We went from a slew of alerts on romaine lettuce this fall to a series of clearcut recalls affecting various produce items — including romaine lettuce and cauliflower — when Canadian consumers were at their most vulnerable.
At this time of year, the Canadian economy is particularly vulnerable when safety issues arise in imported produce, since our supply channels are limited.
Chances are cauliflower will be very expensive as a result. And lettuce could be hard to get.
Unlike other such instances, the Canadian Food Inspection Agency was able to execute a recall. This time, they have a company, a name, brands, lot numbers and products they can identify.
One farm appears to be responsible for this E. coli outbreak: California-based Adam Bros. Farming Inc., one of several large-scale producers of leafy greens in the state.
Many verticals appear to have been affected by the outbreak, including romaine lettuce, cauliflower, red leaf lettuce and even sandwiches containing products from the same farm.
Without knowing the actual cause of the contamination, authorities were able to pinpoint a specific culprit by simple deduction.

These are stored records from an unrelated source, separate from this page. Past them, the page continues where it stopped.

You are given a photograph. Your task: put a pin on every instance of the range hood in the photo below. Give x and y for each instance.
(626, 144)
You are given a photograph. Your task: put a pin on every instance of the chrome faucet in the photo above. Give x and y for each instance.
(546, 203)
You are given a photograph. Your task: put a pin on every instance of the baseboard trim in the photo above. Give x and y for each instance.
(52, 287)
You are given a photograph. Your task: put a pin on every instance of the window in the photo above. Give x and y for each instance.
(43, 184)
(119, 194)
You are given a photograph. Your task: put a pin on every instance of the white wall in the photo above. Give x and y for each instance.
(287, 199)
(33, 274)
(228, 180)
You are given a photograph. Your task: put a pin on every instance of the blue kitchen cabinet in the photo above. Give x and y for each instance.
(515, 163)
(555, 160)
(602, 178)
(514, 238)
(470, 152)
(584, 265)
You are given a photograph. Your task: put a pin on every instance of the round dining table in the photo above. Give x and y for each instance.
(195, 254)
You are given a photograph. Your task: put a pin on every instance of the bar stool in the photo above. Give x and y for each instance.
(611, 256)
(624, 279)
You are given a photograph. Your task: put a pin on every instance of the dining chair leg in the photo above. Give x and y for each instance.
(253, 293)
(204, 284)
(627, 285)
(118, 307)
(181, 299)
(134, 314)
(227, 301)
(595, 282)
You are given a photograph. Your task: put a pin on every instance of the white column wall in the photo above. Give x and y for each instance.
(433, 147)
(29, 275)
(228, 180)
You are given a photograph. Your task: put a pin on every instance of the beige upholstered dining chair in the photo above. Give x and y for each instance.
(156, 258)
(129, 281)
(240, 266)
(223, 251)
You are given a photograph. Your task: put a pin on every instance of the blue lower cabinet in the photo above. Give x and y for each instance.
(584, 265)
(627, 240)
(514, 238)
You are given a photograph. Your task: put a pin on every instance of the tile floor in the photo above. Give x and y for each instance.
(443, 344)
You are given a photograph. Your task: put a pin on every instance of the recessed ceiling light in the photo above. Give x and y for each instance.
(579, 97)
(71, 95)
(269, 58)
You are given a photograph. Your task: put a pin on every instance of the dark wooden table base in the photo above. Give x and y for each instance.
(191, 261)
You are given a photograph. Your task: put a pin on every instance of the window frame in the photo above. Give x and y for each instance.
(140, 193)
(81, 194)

In 2006, in the aftermath of the deadly E. coli outbreak affecting spinach, Adam Bros., along with more than 115 other producers, signed the Leafy Greens Marketing Agreement.
These signatories represent more than 98 per cent of all leafy green production in California. At least 276 consumer illnesses and three deaths have been attributed to tainted produce from these growers in 2006. Losses for the spinach industry were significant.
In Canada during the 2006 episode, it was next to impossible to buy spinach.
The industry went along with a rigour-charged voluntary system, vowing to never again go through something like the 2006 E. coli outbreak. The industry-led Leafy Greens Marketing Agreement garnered some impressive results — until now.
This time it’s lettuce.
Implications for the industry could be massive — losses could run into the hundreds of millions of dollars. As it was with spinach, the entire industry will be affected, not just Adam Bros.
Lettuce is one of the big sellers, and that will affect the entire supply chain, from farm to retailer. At retail, some of these products have profit margins exceeding 50 per cent, so grocers aren’t at all pleased.
They’re having to issue many refunds, as well as deal with the fallout from the recall.
Protocols and regulations are already in place. Checkpoints, audits, inspections — everything was designed to increase compliance across the industry.
But in spite of this, some evidence points toward complacency. According to U.S. industry reports, while the number of unannounced audits remained stable at around 80 per year, the number of scheduled audits has been declining steadily since 2010.
They went from a peak of 589 in 2010 to less than 380 in 2017. That’s a 47 per cent drop in self-regulated audits, which the industry needs in order to keep things in check. This is a substantial shift.
Yet the industry report from the Leafy Greens Marketing Agreement offers not a single explanation as to why the number of U.S. audits dropped.
The Leafy Greens Marketing Agreement came out of the crisis affecting spinach. This latest recall is telling the industry that the will to implement more rigour has a short lifespan and needs to be resuscitated before another consumer dies.
Reports posted on the group’s website read more like self-congratulatory remarks than food safety concerns for the consumer.
After 12 years, perhaps it’s time for the industry to revisit some of the fundamental reasons the agreement was set up. This is about mitigating the risks that come with relying on global food supply chains. The very nature of these systems means one mistake will affect many. Rigour can’t be compromised.
But we also have issues in Canada. Products from Adam Bros. were being sold in at least six provinces. However, the Public Health Agency of Canada sent out alerts related to romaine lettuce covering only three provinces: Ontario, Quebec and New Brunswick. This went on for weeks.
From the start, most observers knew it was almost impossible that the outbreak could only affect three provinces. Many grocers were ahead of the Public Health Agency on this, pulling romaine from their shelves, even if the alert hadn’t included their province.
So over the holiday season, we can’t blame consumers for avoiding lettuce and cauliflower in order to protect themselves and their loved ones.
Sylvain Charlebois is scientific director of the Canadian Agrifood Foresight Institute and a professor in food distribution and policy at Dalhousie University.